You’ve heard the marketing spiel: Cloud is great but it’s even better with a hefty dose of private data centre investments because, um, some choose to “more shrewdly optimise their applications and expenses by matching the right application with the right environment” (a little Dell sophistry for you).

They point to this report or that survey that finds some large percentage of CIOs plan to repatriate workloads due to cost, security, etc.

I’m sure your server vendor wants you to believe this. Sadly (for them), it’s not true.

Even if it were true that many enterprises plan to repatriate workloads, you shouldn’t be one of them. There are many reasons you and virtually every other enterprise are moving workloads to the cloud, reasons that have only become more pronounced as macro-economic conditions have worsened.

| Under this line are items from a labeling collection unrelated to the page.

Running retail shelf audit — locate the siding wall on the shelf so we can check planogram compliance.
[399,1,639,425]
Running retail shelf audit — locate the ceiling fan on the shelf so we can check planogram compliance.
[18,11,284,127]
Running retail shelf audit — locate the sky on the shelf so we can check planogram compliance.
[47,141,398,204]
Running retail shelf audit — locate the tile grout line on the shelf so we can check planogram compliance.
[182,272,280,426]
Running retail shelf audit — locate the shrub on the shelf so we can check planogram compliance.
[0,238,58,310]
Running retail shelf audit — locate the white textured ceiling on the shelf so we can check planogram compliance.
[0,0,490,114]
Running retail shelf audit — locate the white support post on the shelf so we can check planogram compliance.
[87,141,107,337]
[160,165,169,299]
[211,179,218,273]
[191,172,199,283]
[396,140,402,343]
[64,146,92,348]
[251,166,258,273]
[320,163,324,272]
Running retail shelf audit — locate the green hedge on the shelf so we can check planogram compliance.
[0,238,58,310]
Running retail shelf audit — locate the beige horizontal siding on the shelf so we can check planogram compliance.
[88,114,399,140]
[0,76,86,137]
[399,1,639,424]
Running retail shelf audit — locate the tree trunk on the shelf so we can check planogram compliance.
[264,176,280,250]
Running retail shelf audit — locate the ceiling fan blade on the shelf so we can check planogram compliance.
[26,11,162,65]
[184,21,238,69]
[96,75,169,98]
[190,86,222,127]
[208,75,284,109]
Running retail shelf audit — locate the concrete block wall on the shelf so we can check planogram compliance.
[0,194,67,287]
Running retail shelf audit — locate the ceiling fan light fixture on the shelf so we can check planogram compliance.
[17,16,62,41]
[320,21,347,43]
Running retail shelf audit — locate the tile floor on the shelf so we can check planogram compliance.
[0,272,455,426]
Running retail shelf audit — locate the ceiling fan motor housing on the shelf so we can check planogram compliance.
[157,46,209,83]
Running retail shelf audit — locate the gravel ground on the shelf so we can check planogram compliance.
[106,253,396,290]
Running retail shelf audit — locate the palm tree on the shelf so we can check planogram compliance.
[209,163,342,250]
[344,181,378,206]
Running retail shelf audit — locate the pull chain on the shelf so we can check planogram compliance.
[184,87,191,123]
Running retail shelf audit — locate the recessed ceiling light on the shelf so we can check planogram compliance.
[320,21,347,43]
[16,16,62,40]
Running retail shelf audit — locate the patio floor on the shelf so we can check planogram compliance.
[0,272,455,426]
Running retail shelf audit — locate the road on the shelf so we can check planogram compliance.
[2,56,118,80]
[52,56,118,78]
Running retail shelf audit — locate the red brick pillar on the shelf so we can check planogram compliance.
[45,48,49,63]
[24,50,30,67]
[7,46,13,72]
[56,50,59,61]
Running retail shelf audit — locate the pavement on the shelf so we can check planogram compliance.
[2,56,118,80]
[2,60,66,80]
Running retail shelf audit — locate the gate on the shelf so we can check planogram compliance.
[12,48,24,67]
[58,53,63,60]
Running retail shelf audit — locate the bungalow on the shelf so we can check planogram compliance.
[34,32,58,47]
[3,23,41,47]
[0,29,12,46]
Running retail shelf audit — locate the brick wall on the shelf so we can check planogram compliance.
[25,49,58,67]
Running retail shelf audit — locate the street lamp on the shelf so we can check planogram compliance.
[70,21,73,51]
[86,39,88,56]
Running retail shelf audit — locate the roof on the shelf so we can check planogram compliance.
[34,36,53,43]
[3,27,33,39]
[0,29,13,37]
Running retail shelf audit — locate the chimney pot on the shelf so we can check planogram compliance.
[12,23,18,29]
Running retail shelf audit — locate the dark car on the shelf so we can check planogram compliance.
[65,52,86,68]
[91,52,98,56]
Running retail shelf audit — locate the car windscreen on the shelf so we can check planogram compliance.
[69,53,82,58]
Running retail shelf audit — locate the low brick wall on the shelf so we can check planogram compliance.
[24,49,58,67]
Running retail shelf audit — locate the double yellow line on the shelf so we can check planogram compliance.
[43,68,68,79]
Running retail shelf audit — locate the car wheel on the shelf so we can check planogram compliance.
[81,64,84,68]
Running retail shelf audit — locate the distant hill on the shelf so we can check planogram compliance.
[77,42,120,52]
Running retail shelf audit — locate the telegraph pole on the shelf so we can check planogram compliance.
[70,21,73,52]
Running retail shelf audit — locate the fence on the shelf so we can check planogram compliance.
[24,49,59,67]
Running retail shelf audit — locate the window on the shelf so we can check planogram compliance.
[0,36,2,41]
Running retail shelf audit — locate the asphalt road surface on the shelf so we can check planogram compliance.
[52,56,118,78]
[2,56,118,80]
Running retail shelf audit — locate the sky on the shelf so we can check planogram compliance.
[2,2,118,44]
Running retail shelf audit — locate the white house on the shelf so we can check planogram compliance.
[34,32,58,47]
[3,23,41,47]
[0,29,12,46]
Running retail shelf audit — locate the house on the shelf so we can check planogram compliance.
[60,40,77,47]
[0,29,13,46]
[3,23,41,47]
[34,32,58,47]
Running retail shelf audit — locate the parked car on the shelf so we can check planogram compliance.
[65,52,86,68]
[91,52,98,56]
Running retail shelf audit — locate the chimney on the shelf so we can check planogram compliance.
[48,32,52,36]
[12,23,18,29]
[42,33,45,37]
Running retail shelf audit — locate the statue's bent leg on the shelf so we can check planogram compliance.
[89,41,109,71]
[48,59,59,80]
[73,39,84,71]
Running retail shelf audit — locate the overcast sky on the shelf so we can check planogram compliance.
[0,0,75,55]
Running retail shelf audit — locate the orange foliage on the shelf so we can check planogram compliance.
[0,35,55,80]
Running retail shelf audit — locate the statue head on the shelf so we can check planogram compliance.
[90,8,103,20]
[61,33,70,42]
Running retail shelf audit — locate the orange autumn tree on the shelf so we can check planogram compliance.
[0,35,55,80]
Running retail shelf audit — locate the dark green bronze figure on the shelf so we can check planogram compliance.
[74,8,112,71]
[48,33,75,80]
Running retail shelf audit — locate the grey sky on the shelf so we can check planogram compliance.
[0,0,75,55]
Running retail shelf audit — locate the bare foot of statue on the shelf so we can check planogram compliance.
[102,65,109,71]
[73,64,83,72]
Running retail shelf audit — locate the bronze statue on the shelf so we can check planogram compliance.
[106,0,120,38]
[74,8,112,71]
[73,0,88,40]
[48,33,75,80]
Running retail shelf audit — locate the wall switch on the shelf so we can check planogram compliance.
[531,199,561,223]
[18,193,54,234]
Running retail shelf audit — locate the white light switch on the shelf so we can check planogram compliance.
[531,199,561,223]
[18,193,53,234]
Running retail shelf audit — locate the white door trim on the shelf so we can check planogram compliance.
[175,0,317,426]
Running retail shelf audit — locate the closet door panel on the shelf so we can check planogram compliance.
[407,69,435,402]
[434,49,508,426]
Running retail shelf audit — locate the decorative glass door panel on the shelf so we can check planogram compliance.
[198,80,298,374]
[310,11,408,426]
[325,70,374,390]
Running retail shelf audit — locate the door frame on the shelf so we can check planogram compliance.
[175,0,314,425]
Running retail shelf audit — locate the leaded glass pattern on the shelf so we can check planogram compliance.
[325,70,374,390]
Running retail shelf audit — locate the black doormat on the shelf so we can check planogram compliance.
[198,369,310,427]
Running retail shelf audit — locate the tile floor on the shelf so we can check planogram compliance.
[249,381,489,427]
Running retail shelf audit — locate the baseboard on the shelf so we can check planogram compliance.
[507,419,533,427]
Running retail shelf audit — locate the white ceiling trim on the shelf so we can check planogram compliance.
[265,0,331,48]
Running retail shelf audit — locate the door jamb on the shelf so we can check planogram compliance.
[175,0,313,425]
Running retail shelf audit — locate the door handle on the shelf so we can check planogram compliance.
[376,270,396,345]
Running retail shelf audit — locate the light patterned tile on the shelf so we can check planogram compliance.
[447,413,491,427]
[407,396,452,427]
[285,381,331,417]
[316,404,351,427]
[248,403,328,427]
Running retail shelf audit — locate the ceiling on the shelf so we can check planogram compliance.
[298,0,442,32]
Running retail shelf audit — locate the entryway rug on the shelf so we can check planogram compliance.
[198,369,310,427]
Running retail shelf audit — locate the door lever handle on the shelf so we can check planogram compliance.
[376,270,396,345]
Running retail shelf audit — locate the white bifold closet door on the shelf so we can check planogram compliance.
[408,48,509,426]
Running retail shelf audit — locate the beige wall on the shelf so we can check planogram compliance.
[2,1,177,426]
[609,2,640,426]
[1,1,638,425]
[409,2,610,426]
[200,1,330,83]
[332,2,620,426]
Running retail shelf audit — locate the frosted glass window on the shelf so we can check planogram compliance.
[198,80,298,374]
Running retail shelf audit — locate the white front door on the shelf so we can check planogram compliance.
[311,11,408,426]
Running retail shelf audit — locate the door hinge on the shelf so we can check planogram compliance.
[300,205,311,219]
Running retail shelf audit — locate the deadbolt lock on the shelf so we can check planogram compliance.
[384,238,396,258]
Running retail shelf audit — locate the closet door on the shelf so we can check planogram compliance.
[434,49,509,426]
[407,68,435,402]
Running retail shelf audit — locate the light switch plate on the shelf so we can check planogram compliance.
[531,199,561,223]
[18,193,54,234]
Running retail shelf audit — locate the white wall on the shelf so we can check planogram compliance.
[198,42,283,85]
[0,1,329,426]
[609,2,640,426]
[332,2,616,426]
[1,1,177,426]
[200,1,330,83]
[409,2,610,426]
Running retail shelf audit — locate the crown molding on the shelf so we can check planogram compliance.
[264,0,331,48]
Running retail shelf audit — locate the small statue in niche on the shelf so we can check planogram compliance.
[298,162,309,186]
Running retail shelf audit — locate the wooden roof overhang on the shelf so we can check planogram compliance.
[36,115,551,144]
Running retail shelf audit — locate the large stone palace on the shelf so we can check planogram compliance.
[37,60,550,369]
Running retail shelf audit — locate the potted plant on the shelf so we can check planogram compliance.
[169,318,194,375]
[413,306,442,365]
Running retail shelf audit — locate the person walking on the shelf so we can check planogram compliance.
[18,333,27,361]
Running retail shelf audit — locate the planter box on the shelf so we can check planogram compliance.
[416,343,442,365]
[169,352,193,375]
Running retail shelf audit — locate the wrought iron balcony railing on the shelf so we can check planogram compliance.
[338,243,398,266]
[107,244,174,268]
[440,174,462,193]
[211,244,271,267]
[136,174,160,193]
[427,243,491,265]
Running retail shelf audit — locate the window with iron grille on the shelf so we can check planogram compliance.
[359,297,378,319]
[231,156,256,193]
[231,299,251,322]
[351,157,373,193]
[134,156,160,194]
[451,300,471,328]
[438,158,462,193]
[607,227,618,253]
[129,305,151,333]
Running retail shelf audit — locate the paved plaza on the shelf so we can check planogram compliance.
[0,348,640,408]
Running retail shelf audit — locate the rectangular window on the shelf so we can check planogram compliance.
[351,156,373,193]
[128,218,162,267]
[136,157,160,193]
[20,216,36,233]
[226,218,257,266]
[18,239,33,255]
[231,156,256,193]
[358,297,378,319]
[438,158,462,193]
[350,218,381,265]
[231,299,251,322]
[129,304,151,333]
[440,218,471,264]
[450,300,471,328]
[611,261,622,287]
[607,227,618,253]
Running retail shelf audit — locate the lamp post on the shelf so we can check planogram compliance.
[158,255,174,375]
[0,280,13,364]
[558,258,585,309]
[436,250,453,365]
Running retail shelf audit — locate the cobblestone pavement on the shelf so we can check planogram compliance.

Option value and the cloud

Of course, this counsel might not even be necessary. After all, even if you want to buy more servers, you likely can’t — not as fast as you might like, anyway. Gartner analyst Lydia Leong points out that “enterprises [are] moving to cloud because data supply chain issues are making it hard to expand their on-premises footprint.”

This is just as well because you really don’t want to bulk up on servers, especially not when it’s so hard to predict customer demand.

You may have read the recent diatribe from 37signals co-founder David Heinemeier Hansson (DHH), “Why we’re leaving the cloud.” You might also have found yourself nodding when he summarises, “Renting computers is (mostly) a bad deal for medium-sized companies like ours with stable growth.”

Except that you almost certainly don’t have stable growth. Few do. We’ve been living in the midst of “uncertain times” for years, and it’s not getting any more certain.

As Stedi CEO Zack Kanter calls out, “Imagine if you committed to buying repatriated infrastructure based on 2021’s projected growth rates.” Bad, right? He goes on, quoting Toyota luminary Taiichi Ohno: “A machine becomes fantastically expensive when we fail to sell the expected number of products.”

Sure, it’s possible that if you happen to have an application that basically never changes, or that grows (or declines) very predictably, it might make sense to optimise this by operating it on your own server. For me, however, such applications don’t sound particularly interesting.

They’re not bet-your-business-on-the-future applications. They sound more like an application graveyard. The cloud, by contrast, enables an enterprise to scale up or down according to demand, saving (or spending) money in line with the application’s success. This sounds like a much better model for enterprises hoping to optimise costs in an unpredictable economy.

Tuning the cloud

I’d write a point-by-point takedown of DHH’s arguments against the cloud (and use them as a proxy for reasons you might be thinking of repatriation yourself), but I don’t have to. Geoffrey Greene of GNDS Consulting has already done so, and it makes for compelling reading.

For example, you might think, as DHH apparently does, that the cloud is only good for “highly irregular” workloads with “wild swings or towering peaks in usage.”

Yes, the cloud is good for such workloads, but it’s also great for staid workloads, as Greene indicates: “If you do have predictable workloads, AWS [and other cloud providers, for that matter] provides the concept of ‘reserved instances’ that can give up to a 70 per cent discount.” He then goes on to suggest “It’s very easy to architect an expensive app on AWS” in ways to make it cost-effective.

In fact, Greene is probably right that DHH’s arguments for repatriation and against cloud are mostly vacuous, unsupported by facts. He concludes that maybe DHH and 37signals should “admit we just want to do this because it’s gonna be cool.” Not because it’s better or cheaper or faster, but because they want to geek out with their own hardware and software.

Good for them. But taking this road will very likely not be good for you. Let’s face it: You’re not going to be able to out-cloud the cloud providers. They’re better at security, maximising performance and efficiency, etc.

They simply are. You employ great people, but those same people will be much better off focusing on putting higher-value cloud services to work for you, rather than mucking about with servers for storage, compute, etc.

Sorry to pick on Dell, but the company seems to be hell-bent on this cloud repatriation message. Dell has taken out paid posts to call repatriation a way to “modernise IT without trade-offs.”

Repatriation requires the biggest trade-off of all, asking an enterprise to keep dumping money into infrastructure that is costly, hard to manage, and not going to get you closer to the digital transformation required to help you care for customers.